Revenons à l’appel à projets : quel est le processus de sélection et d’évaluation ?

B. S. : Le conseil scientifique travaille en deux phases : la première est celle des lettres d’intention. Nous pouvons subventionner entre 5 et 7 projets par an et nous prenons le double de lettres. La sélection se fait au consensus. La seconde phase consiste à évaluer les projets. Nous les classons soit en A (indication pour : il faut les financer), en B (le classement peut être changé selon la décision du comité d’orientation) ou en C (ceux qui ne sont pas financés en raison de problèmes de faisabilité voire de qualité). Le choix final revient au COS.
L’année dernière, 6 projets ont été retenus. Nous avons mis en place des comités techniques dont Delphine est responsable. Ces petits comités de suivi s’assurent que tout se passe bien. Des réunions sont prévues à mi-parcours et à la fin. Il faut savoir qu’en recherche, les résultats ne sont pas obtenus au bout des deux ans pile. Ensuite, il y a des écritures d’articles. Il faut compter à peu près deux ans et demi, trois ans selon la productivité. Mais il est important d’évaluer notre impact. La MSA utilise des ressources pour financer la recherche. Les comités techniques permettent de déterminer si c’est utile ou pas.
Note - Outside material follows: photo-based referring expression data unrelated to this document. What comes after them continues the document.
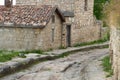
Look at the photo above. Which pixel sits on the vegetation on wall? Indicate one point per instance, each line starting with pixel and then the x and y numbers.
pixel 112 11
pixel 98 8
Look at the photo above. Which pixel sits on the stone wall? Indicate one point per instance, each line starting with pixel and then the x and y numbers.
pixel 16 38
pixel 115 51
pixel 84 28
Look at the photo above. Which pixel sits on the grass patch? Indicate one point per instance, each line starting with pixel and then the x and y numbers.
pixel 107 66
pixel 91 43
pixel 8 55
pixel 32 51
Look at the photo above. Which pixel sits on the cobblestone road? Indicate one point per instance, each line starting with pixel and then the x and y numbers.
pixel 84 65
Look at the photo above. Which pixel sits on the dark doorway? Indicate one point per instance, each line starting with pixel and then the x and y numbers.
pixel 68 35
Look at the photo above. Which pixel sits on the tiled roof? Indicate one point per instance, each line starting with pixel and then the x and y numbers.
pixel 27 14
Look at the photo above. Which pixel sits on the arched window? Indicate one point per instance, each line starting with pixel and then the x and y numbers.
pixel 86 5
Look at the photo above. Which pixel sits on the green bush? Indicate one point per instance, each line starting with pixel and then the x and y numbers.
pixel 98 8
pixel 107 66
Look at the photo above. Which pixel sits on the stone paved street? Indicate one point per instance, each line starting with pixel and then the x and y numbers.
pixel 84 65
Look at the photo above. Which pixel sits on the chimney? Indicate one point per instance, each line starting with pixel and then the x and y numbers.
pixel 8 3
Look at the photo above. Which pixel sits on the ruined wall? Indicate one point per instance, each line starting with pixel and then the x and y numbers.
pixel 16 38
pixel 84 27
pixel 115 51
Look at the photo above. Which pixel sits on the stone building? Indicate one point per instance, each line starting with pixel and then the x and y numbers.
pixel 80 25
pixel 115 51
pixel 30 27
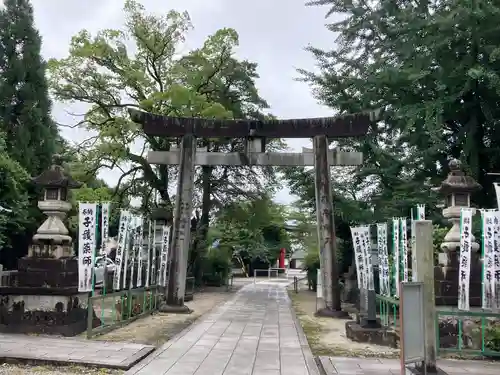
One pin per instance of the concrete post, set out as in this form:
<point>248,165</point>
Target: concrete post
<point>181,237</point>
<point>326,231</point>
<point>425,265</point>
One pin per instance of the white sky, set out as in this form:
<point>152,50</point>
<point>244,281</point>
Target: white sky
<point>272,33</point>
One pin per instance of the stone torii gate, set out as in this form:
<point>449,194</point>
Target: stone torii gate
<point>255,132</point>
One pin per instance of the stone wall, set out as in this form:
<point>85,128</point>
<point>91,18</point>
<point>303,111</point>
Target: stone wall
<point>446,281</point>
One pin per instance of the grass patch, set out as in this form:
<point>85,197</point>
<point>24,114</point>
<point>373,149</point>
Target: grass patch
<point>326,336</point>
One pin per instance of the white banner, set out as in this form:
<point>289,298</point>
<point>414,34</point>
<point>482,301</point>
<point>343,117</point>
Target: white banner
<point>319,284</point>
<point>488,297</point>
<point>413,244</point>
<point>365,240</point>
<point>420,212</point>
<point>497,192</point>
<point>140,250</point>
<point>395,253</point>
<point>496,258</point>
<point>127,249</point>
<point>383,255</point>
<point>465,255</point>
<point>134,249</point>
<point>403,247</point>
<point>120,249</point>
<point>164,255</point>
<point>104,225</point>
<point>154,257</point>
<point>87,213</point>
<point>358,255</point>
<point>148,250</point>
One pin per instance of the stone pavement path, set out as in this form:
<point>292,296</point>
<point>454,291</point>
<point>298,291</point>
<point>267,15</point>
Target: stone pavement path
<point>255,333</point>
<point>51,350</point>
<point>379,366</point>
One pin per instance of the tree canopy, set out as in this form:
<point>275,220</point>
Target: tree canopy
<point>30,134</point>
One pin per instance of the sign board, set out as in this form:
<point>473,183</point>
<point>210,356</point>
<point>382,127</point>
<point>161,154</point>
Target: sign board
<point>411,315</point>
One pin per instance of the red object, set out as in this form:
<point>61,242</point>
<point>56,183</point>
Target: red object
<point>282,258</point>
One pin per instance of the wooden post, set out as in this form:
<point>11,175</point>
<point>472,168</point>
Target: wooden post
<point>326,232</point>
<point>425,264</point>
<point>181,237</point>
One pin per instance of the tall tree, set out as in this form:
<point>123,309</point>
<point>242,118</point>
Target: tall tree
<point>433,65</point>
<point>24,100</point>
<point>208,82</point>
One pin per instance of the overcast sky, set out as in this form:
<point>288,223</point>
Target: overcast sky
<point>273,33</point>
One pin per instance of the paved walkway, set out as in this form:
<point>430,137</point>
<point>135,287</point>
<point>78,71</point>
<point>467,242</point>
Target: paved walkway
<point>378,366</point>
<point>255,333</point>
<point>50,350</point>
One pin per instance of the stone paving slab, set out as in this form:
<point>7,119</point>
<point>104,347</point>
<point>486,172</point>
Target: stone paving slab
<point>380,366</point>
<point>255,333</point>
<point>49,350</point>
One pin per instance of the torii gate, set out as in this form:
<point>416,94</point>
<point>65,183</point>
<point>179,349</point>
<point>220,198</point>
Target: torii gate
<point>255,132</point>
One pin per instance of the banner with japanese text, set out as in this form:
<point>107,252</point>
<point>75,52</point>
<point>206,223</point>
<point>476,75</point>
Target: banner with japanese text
<point>164,255</point>
<point>121,246</point>
<point>496,258</point>
<point>403,246</point>
<point>141,252</point>
<point>488,295</point>
<point>358,255</point>
<point>395,254</point>
<point>383,255</point>
<point>148,250</point>
<point>465,255</point>
<point>420,212</point>
<point>87,214</point>
<point>365,240</point>
<point>104,225</point>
J.-M. S. : De plus, ces derniers permettent au chercheur d’avoir des interlocuteurs MSA qui peuvent l’aider à trouver ce qu’il cherche, directement ou indirectement. À travers ces échanges entre le chercheur et les collaborateurs des caisses se crée un dialogue.

Quels sont les développements possibles du projet scientifique ?

B. S. : Nous avons dans l’idée d’organiser des journées scientifiques. Le conseil scientifique peut répondre à des questions que se pose la MSA. Des questions de toxicologie, de bien-être au travail, d’organisation au sein de l’institution, tout cela est ouvert à la condition que ce soit une question de recherche. 

J.-M. S.  : Lors des journées nationales de la MSA de novembre 2021, dont l’un des sujets concernait la transition agroécologique, nous avons présenté un projet sur ce thème. Ensuite, les comités de protection sociale de la CCMSA ont souhaité présenter le projet scientifique lors de leur journée commune annuelle.
Nous sentons de plus en plus une appropriation de la part des élus et des caisses. Les journées scientifiques serviront à présenter les résultats des projets financés du premier appel qui arrive à échéance fin 2022. Nous avons prévu d’organiser ces journées en 2023 parce que nous pensons que nous aurons assez de résultats. L’idée est de mettre en valeur toute cette activité sachant que si nous continuons comme ça, nous aurons forcément une production régulière chaque année.